Business Imperatives

An Italian multinational pharmaceutical company required expert Regulatory assistance for the preparation and submission of the FDA CARES Act Report 2023 to the USFDA. The scope included compiling the necessary data, ensuring compliance with FDA requirements, and timely submission to meet Regulatory deadlines.

Objectives

The objective was to support the client in accurately preparing, reviewing, and submitting the FDA CARES Act Report 2023 in compliance with USFDA regulations, ensuring seamless and timely regulatory reporting.

Problem Statement

The client faced challenges in understanding the specific requirements of the FDA CARES Act Report, leading to gaps in compliance. Additionally, a lack of familiarity with data validation against the FDA DUNS and NDC databases created potential risks of rejection or delays in submission.
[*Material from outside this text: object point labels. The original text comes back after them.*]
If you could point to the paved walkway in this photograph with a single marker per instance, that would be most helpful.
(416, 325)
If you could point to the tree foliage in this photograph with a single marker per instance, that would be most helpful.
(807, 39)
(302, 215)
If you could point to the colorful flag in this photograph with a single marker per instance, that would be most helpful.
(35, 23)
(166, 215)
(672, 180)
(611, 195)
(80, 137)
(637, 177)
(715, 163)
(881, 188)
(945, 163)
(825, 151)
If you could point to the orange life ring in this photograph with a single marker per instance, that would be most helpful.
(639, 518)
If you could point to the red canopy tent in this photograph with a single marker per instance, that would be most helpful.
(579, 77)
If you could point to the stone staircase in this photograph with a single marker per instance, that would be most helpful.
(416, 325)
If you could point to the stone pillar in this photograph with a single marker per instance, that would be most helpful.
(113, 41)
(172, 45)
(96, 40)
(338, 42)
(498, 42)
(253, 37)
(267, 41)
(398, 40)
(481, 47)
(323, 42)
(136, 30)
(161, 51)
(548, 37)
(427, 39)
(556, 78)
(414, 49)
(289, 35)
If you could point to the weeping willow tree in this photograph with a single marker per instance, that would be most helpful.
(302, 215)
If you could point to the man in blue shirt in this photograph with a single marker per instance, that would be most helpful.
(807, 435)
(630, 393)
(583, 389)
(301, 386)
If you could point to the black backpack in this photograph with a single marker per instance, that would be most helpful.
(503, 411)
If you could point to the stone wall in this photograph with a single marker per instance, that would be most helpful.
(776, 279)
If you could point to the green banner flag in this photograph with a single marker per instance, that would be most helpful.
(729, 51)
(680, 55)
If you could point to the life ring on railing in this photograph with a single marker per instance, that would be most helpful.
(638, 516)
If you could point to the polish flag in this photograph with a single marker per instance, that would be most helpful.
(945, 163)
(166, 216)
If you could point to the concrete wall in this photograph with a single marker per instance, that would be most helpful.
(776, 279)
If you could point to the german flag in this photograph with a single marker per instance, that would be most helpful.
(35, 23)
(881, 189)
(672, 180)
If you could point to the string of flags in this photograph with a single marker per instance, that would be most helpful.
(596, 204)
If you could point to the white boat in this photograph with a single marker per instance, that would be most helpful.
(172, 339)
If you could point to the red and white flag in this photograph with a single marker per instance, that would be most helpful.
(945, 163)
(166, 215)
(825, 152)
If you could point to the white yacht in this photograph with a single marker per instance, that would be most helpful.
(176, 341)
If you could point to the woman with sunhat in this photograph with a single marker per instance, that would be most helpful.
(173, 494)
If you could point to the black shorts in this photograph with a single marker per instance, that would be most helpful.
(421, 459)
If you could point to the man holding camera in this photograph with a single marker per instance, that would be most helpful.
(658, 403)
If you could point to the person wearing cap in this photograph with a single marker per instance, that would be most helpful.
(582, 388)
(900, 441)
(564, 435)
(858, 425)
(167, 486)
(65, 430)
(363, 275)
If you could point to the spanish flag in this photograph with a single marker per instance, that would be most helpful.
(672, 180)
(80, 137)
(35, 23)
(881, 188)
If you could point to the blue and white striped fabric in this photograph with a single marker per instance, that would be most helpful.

Freyr Solutions and Services

Freyr Solutions and Services
  • Freyr prepared a structured report template based on FDA guidelines and shared it with the client for data collection.
  • The data was thoroughly reviewed and verified against the FDA DUNS database and NDC database to ensure accuracy.
  • The validated CSV data was shared with the client for final confirmation, ensuring transparency in the process.
  • Upon client confirmation, the report was successfully submitted to the USFDA via the NextGen portal, meeting all submission requirements.
  • Regulatory Compliance: The client received comprehensive technical support to understand and meet FDA reporting requirements.
  • On-Time Submission: The timely completion and submission of the FDA CARES Act Report 2023 minimized potential delays and compliance risks.
  • Process Optimization: Data verification and validation reduced errors, ensuring an efficient and streamlined submission process.

Freyr’s regulatory expertise ensured the successful preparation and submission of the FDA CARES Act Report 2023, mitigating compliance risks and aligning with FDA expectations.